Cette méthode permet de créer un lien de confiance et les activités ne sont pas choisies au hasard. Elles sont le fruit d’une réflexion menée en amont par les médecins et les soignants pour offrir au patient une activité qui lui conviendra au mieux dans le cadre d’objectifs de soin très précis. « C’est une question de dosage, » ajoute Jésus. « C’est un travail de groupe mais individualisé pour chacun, c’est très ciblé. »

« On n’a jamais dit non à un patient, et si le désir est là, on sera là pour les aider dans la difficulté », soutient Alexandre. Alexandre déplore toutefois la réticence de certains médecins qui voient ces activités physiques d’un œil sceptique.

« On nous dit: vous allez les épuiser, et la compétition va les mettre mal à l’aise », dit-il, en ajoutant que c’est tout le contraire. « Nos meilleurs ambassadeurs sont les patients, » confie-t-il.

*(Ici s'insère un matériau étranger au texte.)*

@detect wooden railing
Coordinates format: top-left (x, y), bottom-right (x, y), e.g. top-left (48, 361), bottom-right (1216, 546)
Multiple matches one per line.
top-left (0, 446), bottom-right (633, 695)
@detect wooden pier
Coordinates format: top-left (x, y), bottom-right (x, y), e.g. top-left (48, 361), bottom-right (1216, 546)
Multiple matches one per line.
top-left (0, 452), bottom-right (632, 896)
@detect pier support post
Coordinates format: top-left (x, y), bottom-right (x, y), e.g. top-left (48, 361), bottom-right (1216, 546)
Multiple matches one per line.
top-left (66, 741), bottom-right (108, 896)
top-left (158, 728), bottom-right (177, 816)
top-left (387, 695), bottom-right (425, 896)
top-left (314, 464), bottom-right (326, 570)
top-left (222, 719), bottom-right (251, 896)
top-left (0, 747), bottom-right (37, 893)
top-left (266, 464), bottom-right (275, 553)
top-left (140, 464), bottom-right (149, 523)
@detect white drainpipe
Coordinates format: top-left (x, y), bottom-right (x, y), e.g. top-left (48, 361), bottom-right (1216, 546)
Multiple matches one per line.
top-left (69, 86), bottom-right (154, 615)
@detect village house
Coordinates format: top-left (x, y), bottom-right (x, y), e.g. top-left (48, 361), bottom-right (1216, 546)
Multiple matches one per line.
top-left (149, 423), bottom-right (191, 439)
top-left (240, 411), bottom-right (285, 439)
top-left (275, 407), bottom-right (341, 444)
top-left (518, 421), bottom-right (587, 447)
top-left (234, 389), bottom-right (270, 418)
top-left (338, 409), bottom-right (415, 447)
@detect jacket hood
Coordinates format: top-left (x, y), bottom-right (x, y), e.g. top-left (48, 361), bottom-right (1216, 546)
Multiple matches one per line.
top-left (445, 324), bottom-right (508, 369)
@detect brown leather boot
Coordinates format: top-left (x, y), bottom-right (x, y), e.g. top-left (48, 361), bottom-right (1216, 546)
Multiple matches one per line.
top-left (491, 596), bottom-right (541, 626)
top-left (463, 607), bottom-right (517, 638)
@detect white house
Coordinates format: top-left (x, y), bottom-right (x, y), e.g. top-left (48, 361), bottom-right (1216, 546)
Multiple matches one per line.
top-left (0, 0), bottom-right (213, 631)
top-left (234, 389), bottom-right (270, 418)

« Beaucoup reviennent avec la banane, en disant : j’ai pas eu d’angoisse, je me suis éclaté », raconte Alexandre.

Prochaine étape : l’association sportive

 Mettre en place ce genre d’initiative est gratifiant, mais des journées pareilles demandent beaucoup d’efforts aux soignants qui prennent sur leur temps personnel pour aider les patients.

« Le DARIS coopère déjà avec le Comité Départemental de Sport Adapté du Lot (CDSA) pour permettre aux patients de participer aux compétitions locales, régionales et nationales », précise Edouard Bernardelli, Conseiller Technique Fédéral au comité, venu présenter plusieurs sports adaptés pour une après-midi ludique de découverte.

Mais il faut coordonner les rencontres entre hôpitaux, réserver les salles, informer la ville. L’équipe travaille en étroite collaboration avec la cadre administrative du pôle de Cahors, Cécile Saigne, et le Dr Kierzek, médecin-chef en charge du secteur. Malgré tout, les moyens manquent un peu, à l’inverse des idées. L’ambition des soignants ? Créer une vraie association sportive, « comme à l’hôpital de la Rochelle ou la Fondation Bon Sauveur à Albi », qui leur permettrait de demander des subventions sans rogner sur le budget déjà serré de l’Institut Camille Miret.

« Ça nous permettrait d’organiser plus de journées sans impliquer le budget de service », explique Maxime. « L’association nous donnerait un coup de boost, abonde Alexandre, et nous permettrait de fonctionner toute l’année sans toucher au budget sociothérapie ». « Tout le monde est gagnant, et surtout les patients », dit-il.

Une demande entendue et soutenue par la Direction Générale qui travaille d’ores et déjà sur les statuts pour que cette association sportive de l’Institut Camille Miret voit le jour dès début 2025.